Data Scientist, Systems Intelligence
Amazon.com, Inc.
 Shoreline, WA

The mission of the Systems Intelligence team is to provide situational awareness to Amazon's leaders enabling them to make decisions that will directly impact the culture of software development. A Data Scientist is critical to the success of this program to analyze the data we collect and provide statistical correlations that will drive future business decisions. Our team must provide visibility into the metadata collected from Amazon's internal systems, software development tools, developer output metrics, and internal surveys to highlight differences across organizations. These variances will help drive discussions and investigations into areas that present potential bottlenecks or risks to software delivery. Based on the learnings from these investigations, we will identify best practices that can be shared with all levels of the organization to drive continuous improvement. A Data Scientist will complete the feedback cycle for our team, synthesizing the data we collect, providing correlation analysis, and guiding future investigations.

As a Data Scientist, your role will be to leverage the past data to make future predictions, thereby helping us mitigate the uncertainty of the future by making predictions of future performance.

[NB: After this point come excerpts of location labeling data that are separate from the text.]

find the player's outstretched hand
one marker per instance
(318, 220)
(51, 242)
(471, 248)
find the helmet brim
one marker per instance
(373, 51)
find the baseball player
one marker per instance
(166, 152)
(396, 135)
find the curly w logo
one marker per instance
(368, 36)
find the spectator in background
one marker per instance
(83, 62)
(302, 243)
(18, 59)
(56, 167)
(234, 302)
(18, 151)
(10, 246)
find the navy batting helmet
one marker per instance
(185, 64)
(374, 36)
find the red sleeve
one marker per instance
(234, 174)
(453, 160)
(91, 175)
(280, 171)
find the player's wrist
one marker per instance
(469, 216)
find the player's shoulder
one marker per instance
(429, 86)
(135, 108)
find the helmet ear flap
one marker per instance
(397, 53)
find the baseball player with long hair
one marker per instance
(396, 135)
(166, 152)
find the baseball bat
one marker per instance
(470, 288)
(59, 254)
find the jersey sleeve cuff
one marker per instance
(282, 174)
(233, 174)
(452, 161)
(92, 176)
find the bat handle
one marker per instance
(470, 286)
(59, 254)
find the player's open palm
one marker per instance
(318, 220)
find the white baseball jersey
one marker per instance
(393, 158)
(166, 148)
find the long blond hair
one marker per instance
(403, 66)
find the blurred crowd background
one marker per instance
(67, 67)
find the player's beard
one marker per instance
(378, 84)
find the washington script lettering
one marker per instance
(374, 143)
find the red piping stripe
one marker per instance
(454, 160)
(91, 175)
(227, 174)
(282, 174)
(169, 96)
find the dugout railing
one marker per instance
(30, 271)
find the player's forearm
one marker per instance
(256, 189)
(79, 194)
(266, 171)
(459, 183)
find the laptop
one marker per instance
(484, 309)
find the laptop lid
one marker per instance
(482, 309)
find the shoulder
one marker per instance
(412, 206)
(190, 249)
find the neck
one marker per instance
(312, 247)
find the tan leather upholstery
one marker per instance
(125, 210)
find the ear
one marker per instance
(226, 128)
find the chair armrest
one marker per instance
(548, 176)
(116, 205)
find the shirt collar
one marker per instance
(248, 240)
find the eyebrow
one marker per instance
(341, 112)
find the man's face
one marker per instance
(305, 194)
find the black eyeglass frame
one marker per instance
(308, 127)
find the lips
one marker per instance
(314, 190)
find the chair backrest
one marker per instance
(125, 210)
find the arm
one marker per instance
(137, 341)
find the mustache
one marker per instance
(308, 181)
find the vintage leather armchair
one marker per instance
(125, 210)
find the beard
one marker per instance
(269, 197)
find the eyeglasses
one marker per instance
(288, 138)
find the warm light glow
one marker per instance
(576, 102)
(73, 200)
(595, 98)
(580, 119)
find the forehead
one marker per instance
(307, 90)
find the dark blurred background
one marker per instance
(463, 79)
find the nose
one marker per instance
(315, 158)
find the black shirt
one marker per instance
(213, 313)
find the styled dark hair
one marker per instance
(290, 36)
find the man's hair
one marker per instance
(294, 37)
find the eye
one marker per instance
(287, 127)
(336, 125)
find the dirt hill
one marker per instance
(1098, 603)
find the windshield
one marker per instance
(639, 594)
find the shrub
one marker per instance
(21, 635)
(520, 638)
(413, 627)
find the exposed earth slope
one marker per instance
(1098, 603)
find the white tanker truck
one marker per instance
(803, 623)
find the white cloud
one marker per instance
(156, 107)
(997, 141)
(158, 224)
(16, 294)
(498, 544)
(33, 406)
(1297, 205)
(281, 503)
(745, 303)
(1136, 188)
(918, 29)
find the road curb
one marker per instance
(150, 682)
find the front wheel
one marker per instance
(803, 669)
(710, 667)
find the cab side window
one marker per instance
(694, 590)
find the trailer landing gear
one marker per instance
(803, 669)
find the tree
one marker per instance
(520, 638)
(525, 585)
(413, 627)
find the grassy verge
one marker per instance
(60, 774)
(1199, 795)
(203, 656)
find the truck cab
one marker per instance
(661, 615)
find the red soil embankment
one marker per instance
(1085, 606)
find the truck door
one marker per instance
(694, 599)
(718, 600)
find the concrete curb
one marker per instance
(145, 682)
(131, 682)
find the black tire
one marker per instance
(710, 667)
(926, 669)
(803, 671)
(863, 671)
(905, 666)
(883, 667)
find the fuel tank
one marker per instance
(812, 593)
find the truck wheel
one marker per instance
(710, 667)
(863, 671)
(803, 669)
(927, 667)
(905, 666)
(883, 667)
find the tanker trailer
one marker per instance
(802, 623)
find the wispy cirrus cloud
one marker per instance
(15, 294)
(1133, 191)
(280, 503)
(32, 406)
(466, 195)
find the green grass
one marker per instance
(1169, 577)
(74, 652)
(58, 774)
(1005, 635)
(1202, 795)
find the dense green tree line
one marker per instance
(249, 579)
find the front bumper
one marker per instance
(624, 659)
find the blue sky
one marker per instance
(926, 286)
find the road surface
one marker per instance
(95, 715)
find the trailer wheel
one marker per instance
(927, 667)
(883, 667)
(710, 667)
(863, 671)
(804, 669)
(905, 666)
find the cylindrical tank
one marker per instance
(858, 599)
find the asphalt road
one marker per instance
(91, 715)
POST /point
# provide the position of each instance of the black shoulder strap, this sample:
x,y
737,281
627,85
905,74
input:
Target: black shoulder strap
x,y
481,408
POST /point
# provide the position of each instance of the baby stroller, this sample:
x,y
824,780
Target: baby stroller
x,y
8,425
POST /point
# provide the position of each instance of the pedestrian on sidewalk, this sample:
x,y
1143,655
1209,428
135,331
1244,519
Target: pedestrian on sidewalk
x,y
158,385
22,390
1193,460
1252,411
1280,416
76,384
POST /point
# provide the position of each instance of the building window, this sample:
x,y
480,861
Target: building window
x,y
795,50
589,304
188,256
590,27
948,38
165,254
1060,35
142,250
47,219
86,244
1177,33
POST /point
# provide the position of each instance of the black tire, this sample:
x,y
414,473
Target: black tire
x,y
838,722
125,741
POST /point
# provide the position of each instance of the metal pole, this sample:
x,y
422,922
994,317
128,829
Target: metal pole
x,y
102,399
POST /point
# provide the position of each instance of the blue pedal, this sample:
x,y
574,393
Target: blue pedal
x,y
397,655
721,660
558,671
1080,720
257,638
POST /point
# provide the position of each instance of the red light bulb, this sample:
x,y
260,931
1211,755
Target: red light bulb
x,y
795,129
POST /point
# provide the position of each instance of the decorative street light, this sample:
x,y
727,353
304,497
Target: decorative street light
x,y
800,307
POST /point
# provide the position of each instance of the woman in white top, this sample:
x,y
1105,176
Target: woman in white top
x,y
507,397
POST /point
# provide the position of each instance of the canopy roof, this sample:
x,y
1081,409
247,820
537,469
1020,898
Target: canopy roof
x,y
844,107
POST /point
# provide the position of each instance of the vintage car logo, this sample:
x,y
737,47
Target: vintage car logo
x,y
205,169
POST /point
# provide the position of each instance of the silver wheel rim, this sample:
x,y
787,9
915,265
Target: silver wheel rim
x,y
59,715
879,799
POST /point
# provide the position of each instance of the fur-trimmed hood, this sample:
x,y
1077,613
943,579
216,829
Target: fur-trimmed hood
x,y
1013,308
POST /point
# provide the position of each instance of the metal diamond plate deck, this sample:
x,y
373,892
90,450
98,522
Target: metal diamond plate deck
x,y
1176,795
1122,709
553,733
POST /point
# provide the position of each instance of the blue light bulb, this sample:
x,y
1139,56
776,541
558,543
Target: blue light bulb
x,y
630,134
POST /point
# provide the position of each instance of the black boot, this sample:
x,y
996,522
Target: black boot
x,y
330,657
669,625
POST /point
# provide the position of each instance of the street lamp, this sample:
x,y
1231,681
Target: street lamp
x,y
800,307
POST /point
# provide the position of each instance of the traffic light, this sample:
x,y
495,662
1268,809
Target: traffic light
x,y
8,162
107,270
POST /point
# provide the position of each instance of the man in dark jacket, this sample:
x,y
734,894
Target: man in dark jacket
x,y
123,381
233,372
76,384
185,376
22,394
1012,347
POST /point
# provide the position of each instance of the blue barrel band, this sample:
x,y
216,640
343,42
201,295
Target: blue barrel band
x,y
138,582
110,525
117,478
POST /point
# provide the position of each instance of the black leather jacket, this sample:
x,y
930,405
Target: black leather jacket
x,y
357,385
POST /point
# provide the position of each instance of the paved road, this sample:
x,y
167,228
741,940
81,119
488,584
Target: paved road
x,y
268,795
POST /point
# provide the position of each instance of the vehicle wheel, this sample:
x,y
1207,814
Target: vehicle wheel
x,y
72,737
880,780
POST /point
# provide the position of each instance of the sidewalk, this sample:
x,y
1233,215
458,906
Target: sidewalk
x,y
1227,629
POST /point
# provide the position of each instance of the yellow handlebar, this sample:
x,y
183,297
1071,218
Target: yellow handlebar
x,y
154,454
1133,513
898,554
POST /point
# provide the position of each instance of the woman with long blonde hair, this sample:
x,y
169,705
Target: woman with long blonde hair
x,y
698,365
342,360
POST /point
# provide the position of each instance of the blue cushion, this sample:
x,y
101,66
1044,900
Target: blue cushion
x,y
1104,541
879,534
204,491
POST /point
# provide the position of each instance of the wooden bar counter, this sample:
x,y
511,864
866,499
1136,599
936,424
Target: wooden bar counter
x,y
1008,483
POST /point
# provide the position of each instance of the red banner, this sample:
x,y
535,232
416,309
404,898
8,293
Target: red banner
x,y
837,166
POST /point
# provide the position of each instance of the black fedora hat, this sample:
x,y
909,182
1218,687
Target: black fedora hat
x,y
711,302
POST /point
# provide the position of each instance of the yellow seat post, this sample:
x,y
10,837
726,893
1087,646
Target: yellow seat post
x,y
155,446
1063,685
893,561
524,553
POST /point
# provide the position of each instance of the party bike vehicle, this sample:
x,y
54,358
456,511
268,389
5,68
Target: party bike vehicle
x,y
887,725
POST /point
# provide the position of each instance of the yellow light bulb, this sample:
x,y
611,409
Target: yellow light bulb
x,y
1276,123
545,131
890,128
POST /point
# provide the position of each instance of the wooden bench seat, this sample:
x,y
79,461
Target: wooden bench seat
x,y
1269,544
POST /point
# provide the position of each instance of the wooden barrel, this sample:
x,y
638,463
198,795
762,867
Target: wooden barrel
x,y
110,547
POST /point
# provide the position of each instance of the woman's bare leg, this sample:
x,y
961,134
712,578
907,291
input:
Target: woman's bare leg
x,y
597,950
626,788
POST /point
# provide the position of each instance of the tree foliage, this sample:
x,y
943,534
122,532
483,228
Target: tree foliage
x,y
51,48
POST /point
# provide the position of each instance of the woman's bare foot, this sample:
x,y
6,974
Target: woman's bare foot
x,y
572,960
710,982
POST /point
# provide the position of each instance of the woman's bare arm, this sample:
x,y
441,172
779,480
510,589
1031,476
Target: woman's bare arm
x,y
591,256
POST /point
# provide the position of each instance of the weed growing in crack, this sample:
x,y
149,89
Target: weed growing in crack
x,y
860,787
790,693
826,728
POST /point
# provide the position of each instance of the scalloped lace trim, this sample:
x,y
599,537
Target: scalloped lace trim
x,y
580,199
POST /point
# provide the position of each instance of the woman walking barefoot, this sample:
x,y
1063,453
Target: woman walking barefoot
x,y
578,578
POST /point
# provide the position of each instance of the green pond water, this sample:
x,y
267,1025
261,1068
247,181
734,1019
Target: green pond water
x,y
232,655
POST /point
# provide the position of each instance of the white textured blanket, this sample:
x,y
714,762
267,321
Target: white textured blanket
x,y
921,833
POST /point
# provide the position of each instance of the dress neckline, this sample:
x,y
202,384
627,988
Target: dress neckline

While business intelligence tends to be structured, data science leans more toward the unstructured. You must deal with incomplete, messy, unorganized data, not immediately usable without some degree of cleaning and prepping. You will generate predictive insights and new product innovations by applying advanced analytical tools and algorithms utilizing advanced statistical packages, SQL, Hadoop, and open source tools like Python and Perl.

In 2019, our team will deliver a dashboard for software development managers that provides in depth insights and business metrics about their teams, providing historical trending analysis along with comparisons against organizational averages, guiding managers toward improvement opportunities in development agility. By gathering datasets such as deployments, code submissions, code reviews, and team hierarchy, the dashboard will also provide a view for technical leaders to drive crosscutting initiatives such as SDE Ratios, remote code contributions, and migration to native AWS. Success will be measured by providing a dashboard built on Systems Intelligence (our internal data lake) that improves development agility. Examples include quantifying the efficiency gained by migrating to optimized platforms (pre-compute queries and deployment automation) along with identifying teams that could benefit from leveraging these services. Other examples include enabling teams to track increases in deployment velocity, increase in code coverage, and/or reduction in technical debt. With the cost of engineering resources constantly on the rise, leaders must seek opportunities to increase the efficiency of software development. Attempting to quantify software agility and baseline the maturity of software development teams has been a long-standing challenge because of the complexity in the development process and various forms of output. Providing visibility into the outcome of software development enables teams to identify maturity opportunities within their own processes and better understand the impact of changes.